The right to protest is a fundamental element of a functioning democracy. I’m sorry to say that this government appears not to care about the damage this Bill will do to this right. 

This PCSC Bill remains a missed opportunity to address the problems of rape, sexual abuse and harassment. Instead of trying to fix the Justice system’s response to crimes against women, the government is more concerned about restricting our right to protest, on flimsy grounds. They also drew the terms of the Bill so wide that bystanders and passers-by who have nothing to do with a protest are also potential targets for arrest. 

Many of you also had raised similar concerns about the Bill.
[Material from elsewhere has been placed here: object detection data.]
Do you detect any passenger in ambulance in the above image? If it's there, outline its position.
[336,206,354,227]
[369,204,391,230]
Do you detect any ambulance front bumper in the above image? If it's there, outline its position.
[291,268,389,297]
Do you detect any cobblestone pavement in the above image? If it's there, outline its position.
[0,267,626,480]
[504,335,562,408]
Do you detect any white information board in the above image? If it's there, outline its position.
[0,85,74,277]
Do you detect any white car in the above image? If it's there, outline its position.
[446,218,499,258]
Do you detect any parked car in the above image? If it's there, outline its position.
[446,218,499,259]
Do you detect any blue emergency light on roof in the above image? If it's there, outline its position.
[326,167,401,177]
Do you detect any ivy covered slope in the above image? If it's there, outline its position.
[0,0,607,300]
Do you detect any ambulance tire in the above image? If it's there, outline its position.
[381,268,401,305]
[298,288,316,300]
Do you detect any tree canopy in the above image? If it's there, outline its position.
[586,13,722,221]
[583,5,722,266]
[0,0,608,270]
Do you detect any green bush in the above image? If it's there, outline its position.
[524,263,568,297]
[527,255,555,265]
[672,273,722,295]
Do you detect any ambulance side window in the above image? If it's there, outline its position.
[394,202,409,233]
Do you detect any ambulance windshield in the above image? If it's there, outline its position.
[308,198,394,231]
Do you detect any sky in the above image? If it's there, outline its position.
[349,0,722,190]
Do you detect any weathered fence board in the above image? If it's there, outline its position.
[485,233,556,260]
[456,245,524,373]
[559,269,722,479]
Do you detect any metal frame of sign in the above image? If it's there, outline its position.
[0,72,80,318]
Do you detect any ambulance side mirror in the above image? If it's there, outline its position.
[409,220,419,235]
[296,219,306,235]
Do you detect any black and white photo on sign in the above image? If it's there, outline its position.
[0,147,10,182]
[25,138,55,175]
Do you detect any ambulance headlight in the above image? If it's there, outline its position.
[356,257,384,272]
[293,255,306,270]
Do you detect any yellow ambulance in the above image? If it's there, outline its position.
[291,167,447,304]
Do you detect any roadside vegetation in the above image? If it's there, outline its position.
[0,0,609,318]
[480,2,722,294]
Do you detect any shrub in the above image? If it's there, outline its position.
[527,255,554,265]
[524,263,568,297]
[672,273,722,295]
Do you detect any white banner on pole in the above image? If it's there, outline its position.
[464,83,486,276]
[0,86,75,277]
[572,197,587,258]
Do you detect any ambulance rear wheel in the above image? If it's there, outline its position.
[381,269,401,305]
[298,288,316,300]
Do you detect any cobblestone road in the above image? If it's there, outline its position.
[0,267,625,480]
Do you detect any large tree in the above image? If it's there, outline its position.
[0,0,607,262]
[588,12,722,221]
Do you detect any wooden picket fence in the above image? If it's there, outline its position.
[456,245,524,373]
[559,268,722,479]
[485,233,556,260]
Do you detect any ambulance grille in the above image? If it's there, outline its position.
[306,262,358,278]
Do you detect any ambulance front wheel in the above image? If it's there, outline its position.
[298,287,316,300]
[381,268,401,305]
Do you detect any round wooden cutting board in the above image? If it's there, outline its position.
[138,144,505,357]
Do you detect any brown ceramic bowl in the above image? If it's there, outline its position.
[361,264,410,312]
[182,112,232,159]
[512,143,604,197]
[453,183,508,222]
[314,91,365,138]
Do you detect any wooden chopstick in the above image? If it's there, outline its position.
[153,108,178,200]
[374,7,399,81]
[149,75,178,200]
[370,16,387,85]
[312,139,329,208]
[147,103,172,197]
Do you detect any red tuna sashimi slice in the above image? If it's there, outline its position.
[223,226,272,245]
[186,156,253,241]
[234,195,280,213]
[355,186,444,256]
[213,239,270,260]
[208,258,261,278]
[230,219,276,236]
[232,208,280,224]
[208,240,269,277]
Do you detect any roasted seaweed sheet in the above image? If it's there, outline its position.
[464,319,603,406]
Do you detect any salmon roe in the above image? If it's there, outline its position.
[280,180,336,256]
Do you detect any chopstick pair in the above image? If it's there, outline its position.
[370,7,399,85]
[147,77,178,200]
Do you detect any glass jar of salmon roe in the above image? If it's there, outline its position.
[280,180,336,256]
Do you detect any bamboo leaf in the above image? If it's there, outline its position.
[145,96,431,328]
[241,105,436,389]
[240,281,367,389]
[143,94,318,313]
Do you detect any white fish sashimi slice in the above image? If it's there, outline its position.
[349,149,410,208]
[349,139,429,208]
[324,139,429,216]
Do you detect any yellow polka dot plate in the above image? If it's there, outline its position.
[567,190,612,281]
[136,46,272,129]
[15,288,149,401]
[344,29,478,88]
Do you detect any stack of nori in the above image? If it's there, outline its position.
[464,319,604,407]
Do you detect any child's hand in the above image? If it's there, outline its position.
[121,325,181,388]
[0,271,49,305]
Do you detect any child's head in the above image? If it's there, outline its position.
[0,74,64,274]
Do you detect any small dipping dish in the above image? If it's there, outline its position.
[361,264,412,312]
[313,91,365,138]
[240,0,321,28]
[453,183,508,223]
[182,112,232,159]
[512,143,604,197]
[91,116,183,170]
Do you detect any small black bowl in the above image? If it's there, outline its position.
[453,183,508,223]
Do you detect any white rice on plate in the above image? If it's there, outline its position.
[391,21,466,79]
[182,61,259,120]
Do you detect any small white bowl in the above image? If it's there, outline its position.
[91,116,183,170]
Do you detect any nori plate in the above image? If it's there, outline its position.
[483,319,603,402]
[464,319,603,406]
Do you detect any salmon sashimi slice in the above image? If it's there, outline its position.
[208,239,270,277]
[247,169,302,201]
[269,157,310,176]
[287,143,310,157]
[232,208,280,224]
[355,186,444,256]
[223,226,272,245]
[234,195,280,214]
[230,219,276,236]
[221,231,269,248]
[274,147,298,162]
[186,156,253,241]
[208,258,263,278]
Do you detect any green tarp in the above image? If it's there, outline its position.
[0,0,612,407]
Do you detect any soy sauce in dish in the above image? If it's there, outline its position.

You can read my detailed blog on the Commons stage of the Bill here. 

Yesterday, the Bill returned to the House of Commons with amendments proposed by the Lords. 

The Lords sent back amendments  in order to prevent people being criminalised for peaceful protests that the police decide are “too noisy,” to prevent the Home Secretary having sweeping powers to define what kinds of protests are acceptable, and to make misogyny a hate crime. You can read the complete Hansard transcript of last night’s debate here.

Labour supported these amendments, which our colleagues helped push through in the Lords.  

However, the Government didn’t support them. 

The Government’s focus on protest is in the wrong place – they are targeting peaceful protests and bystanders rather than cracking down on dangerous anti-vaxxers harassing children as they go into school. 

Labour opposed the Government’s proposal to impose conditions on a completely peaceful protest for being ‘too noisy’. Not for being violent, or causing damage – for being ‘noisy’. The threshold for this is so low, the power could be used if noise causes someone ‘alarm’ or ‘serious unease’.  

In the last month, we have seen protests across the UK and the world, in solidarity with Ukraine. Under the provisions in this Bill, those same protestors  could now be criminalised.  

This Bill also fails to go far enough in tackling violence against women and girls. Women across the country have made clear that we have a right to live free from fear and to feel safe on our streets and in our homes. Not enough is being done to tackle harassment, stalking and intimidation of women in our communities. 

Lords amendment 72B made it an offence to harass or intimidate a person, based on hostility to their sex or gender, the provision referred to as making misogyny a hate crime. Labour MPs have long campaigned for this and the government committed to doing this when their Domestic Abuse Act went through last year. I supported this amendment, along with my other Labour colleagues, but the government tabled a narrower amendment in lieu of it, which doesn’t go far enough. 

The Tory government is more concerned about scoring political points that tackling misogyny inspired crime. 

I am currently working with Avon & Somerset Police on a project to tackle violence against women and girls, leading a working group on the theme of Sport and Culture. Some fascinating ideas are emerging from these discussions. This draws on my previous twenty-six years in work to end violence against women and girls and to promote equality for women. To know more about my work in tackling violence against women and girls, read my blog. 

Unfortunately yesterday, the government had the numbers  to push this undemocratic, flawed and misguided piece of legislation through. This is not the end though. While you and I wait for a Labour government, I will staunchly defend the democratic right to protest and support the causes and people who have been let down by this Bill.